If any of the above mentioned dataset properties you wish to differ on your system then it’s probably a good case to consider another dataset instead of a folder within an existing one.
It’s also fairly common (although not necessary) to have a one-to-one relationship between a dataset and a share.
In my experience it is possible to have too many datasets (and in-turn snapshots) as this will have a negative impact on system performance and management but I find approx no more than 50 datasets and no more than 3000 active snapshots works well. This obviously depends on your system specs so this is just my personal experience.
Hopefully you find this helpful.
2 Likes
It’s generally better to follow one dataset per share and not nest datasets within shares. Many clients do not expect to have new filesystems within a share.
2 Likes
Thanks.It confirms some weird behavior I noticed but it means that 3 out of 4 videos on YT have to be remade. It’s a drama! 
It is very helpful. I’m translating this in my head as directories where I can, datasets if there is a good reason and you mentioned those reasons.
1 Like
Youtube is terrible source for TrueNAS (and really a lot of other things). It has been a source of tears to a lot of people here that lost their data following many bad recommendations from those videos. There is no vetting whatsoever on it and just about anyone at anytime can upload videos.

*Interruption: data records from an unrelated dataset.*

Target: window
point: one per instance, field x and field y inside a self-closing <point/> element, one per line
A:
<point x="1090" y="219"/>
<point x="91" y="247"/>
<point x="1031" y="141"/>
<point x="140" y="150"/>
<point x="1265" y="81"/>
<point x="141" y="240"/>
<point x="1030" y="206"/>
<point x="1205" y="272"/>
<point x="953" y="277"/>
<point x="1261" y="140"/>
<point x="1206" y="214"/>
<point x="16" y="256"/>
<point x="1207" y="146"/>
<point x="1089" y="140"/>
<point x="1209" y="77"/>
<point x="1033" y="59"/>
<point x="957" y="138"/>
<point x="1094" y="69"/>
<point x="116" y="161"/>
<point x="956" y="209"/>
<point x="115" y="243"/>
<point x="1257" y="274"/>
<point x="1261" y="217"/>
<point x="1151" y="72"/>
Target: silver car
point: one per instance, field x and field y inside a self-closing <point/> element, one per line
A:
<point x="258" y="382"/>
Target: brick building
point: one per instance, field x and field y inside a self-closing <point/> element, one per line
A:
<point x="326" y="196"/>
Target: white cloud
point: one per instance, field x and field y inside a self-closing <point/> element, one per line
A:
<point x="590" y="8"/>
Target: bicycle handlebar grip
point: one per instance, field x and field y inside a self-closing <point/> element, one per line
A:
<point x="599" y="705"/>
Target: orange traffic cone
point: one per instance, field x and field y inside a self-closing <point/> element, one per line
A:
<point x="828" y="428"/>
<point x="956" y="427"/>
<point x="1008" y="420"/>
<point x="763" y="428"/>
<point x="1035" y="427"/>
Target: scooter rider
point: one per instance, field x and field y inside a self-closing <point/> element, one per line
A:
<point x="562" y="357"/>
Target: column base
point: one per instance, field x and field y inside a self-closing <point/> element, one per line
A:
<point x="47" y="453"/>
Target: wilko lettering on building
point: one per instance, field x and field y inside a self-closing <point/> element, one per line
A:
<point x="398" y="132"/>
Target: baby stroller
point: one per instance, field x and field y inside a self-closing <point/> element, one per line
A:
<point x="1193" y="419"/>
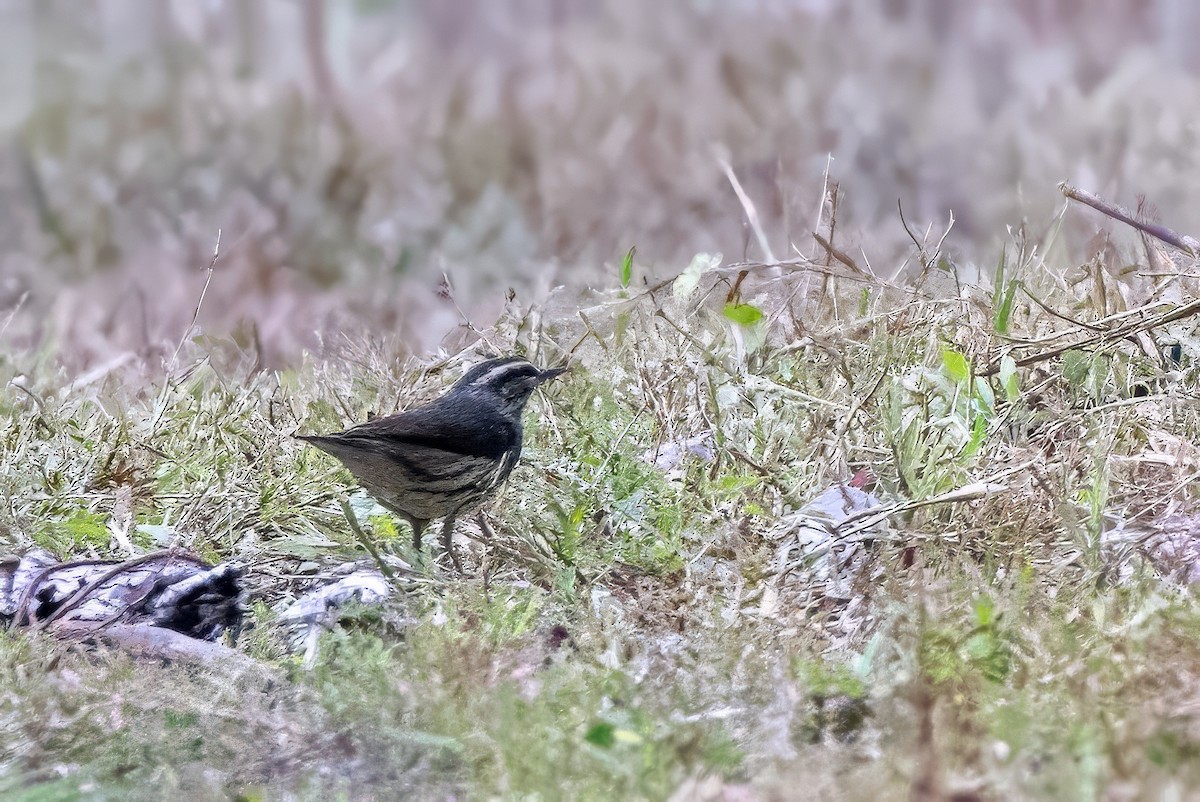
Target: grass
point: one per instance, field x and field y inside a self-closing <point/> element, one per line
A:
<point x="616" y="638"/>
<point x="639" y="627"/>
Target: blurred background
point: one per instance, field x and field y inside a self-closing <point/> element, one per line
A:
<point x="357" y="154"/>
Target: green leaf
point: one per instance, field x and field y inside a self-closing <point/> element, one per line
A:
<point x="1005" y="311"/>
<point x="957" y="365"/>
<point x="1008" y="378"/>
<point x="743" y="313"/>
<point x="603" y="735"/>
<point x="627" y="267"/>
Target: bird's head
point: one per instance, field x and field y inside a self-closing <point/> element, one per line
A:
<point x="510" y="379"/>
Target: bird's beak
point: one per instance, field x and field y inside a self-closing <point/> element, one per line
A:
<point x="549" y="373"/>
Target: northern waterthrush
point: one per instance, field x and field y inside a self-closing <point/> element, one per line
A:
<point x="444" y="458"/>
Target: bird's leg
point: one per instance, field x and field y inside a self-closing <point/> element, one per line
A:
<point x="448" y="542"/>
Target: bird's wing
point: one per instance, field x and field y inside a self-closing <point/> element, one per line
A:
<point x="467" y="426"/>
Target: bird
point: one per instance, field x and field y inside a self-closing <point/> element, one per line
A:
<point x="444" y="458"/>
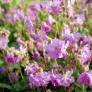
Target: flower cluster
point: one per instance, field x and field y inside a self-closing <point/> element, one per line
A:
<point x="49" y="43"/>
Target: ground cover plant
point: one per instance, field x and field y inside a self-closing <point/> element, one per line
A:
<point x="45" y="45"/>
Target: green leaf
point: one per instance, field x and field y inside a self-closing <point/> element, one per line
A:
<point x="3" y="85"/>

I experienced some problems myself. The “problem” is that there is not a lot of guidance in the manuals. They are very good at explaining what you have to do but never go into the why, as most manuals do… I understand that training, knowledge and experience are marketable skills and it;s great that TrueNAS and volunteers invest so much in the community edition and the support arround it so don’t think I’m disrespectful or ungrateful but I was grateful I had the videos in the beginning. It’s only after some weeks that I started questioning advice and by following the forum and recognizing names, I’m now starting to be able to separate “authoritative” videos like those form @Stux and a very few others. Beginning with 24.10 didnt help the situation.
1 Like
Other people have told you the technical differences, I’m going to highlight to you the biggest differences in practice:
- If you move a file from a folder to another folder, it will happen instantenously. If you move a file from a dataset into another dataset, it will not happen instantenously because you are crossing “filesystem” boundaries and it will have to move the actual blocks rather than just a simple pointer operation. This behavior is somewhat equivalent to moving a file from one partition to another partition.
- If you nest a dataset into another dataset, You will notice that if you mount ONLY the parent dataset via NFS, the child dataset will just be an empty folder until you also mount the child dataset separately. However, this is NOT the case with SMB, SMB will happily list the child dataset with just the parent dataset mount.
- Organizing and coordinating backups through snapshot + ZFS send/recv are much easier if you have your data separated logically by datasets. If you have music as its own dataset, photos as its own dataset, you can back them up separately. If you have them both just as 2 plain folders in the same dataset, you will have to backup both of them as the snapshot will contain both of them. Why does this matter? Your backups will be faster if you separate the datasets because obviously the amount of data to backup will be less than if you had both of them combined. This is particularly useful if you do incremental regular backups.
- If you have nested datasets, you can simply take a recursive snapshot of the parent dataset and it will automatically take a snapshot of all its child datasets. This is convenient for full system backup.
Those are all I could think off the top of my head for now. If I think of more stuff, I will add them to the list.
I am not recommending you to choose one over the other. I’m merely giving you the information you need on their behaviors so you can decide for yourself what meets your use case best.
3 Likes
I’m every so grateful. The NFS thing had be up the walls.